Posted by steve at 08:55 PM

Tuesday, May 26, 2015

Big Eyes: a theological reflection (on the power of fundamentalisms!)

Monthly I publish a film review for Touchstone (the New Zealand Methodist magazine). Stretching back to 2005, some 90 plus films later, here is the review for May 2015, of Big Eyes.

Big Eyes

Big Eyes is a feel-good biographical drama, based on a true story, drawn from the life of contemporary American artist Margaret Keane. The title is a reference to Margaret’s approach to art, in which her subjects, mainly women and children, are painted with oversized eyes. While, it was a distinctive style that brought mainstream applause in San Francisco throughout the 1960s, behind the big eyes was a darker story that needs to be heard.

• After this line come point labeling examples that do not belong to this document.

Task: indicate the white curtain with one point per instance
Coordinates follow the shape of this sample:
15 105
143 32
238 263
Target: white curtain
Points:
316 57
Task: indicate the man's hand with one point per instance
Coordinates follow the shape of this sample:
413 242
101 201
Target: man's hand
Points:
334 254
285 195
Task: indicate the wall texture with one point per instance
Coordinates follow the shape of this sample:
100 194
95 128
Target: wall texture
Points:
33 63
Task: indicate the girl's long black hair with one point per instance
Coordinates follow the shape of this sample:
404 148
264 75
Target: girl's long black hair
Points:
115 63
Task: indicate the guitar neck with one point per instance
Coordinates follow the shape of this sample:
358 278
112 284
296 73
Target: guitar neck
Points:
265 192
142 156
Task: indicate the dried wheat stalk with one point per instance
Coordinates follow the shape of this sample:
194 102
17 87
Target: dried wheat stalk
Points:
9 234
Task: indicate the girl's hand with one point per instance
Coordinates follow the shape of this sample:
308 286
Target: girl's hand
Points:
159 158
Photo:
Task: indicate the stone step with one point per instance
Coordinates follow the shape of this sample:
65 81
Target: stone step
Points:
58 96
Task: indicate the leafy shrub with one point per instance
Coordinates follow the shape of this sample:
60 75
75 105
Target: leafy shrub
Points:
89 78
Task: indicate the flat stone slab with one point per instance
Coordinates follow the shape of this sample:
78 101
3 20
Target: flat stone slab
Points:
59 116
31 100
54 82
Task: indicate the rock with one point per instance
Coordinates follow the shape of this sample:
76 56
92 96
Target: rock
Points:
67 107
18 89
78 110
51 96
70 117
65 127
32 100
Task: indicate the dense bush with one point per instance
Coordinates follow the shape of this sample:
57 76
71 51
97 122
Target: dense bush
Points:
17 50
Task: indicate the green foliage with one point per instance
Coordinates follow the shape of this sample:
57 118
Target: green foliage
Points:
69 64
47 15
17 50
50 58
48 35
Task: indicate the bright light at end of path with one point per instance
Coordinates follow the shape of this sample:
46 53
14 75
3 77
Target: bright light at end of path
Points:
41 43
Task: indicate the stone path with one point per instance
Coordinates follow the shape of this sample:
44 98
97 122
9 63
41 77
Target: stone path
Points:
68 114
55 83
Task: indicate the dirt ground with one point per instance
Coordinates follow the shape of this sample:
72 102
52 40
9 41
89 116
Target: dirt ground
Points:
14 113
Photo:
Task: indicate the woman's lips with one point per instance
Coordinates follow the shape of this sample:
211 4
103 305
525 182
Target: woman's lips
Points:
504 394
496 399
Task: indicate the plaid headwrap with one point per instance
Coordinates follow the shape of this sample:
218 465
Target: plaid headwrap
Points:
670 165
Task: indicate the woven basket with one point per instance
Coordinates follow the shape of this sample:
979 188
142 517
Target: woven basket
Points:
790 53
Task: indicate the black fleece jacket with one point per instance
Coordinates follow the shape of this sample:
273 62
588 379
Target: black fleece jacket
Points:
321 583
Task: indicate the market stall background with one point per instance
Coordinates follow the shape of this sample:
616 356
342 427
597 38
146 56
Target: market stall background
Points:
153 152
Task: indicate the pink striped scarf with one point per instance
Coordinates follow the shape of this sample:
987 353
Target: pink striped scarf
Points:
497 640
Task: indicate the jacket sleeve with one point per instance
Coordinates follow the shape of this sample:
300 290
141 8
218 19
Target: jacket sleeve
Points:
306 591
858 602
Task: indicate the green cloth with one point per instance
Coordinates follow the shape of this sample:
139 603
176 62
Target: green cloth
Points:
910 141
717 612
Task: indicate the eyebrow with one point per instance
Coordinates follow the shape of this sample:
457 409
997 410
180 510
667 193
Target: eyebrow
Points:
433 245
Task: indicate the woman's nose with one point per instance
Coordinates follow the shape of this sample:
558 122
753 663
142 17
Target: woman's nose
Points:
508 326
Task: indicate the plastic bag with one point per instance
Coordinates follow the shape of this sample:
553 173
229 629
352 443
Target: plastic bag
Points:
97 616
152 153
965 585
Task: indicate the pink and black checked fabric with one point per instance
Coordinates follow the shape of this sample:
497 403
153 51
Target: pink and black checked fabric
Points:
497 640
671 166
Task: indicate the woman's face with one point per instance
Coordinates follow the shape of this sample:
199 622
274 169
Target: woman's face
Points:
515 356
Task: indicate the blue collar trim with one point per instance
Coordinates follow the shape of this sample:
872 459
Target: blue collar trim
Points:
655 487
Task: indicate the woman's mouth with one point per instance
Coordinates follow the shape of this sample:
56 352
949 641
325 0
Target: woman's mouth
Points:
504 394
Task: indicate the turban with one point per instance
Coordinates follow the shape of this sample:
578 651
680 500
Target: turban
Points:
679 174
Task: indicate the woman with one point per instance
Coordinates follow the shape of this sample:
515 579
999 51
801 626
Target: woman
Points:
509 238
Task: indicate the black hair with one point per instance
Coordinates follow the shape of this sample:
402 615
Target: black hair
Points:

Big eyes are not only an approach to painting. They are also a posture. Two key scenes in the movie involve big eyes looking down the camera lens. In one, two males eye the paintings of Margaret and her husband Walter, debating their quality. This “big-eyed” scene sets up the early plot tensions, including the gatekeeping role of galleries and the patriarchal male gaze that would trap Margaret for much of her creative life.

In a second scene, toward the end of the movie, Margaret Keane eyes her art works. She is alone and this scene, in which pairs of women’s eyes gaze intensely, painfully at each other, artfully captures the big-eyed lies in which Margaret finds herself trapped.

Big-eyed is also a theological theme, a way to understand the movie’s portrayal of faith. As the movie reaches for its feel-good climax, Margaret finds herself lonely in Hawaii. She is befriended by door knocking Jehovah’s Witnesses. In a pivotal conversation, Margaret’s daughter (Madeline Arthur) asks the Jehovah’s Witnesses if their God is OK with suing.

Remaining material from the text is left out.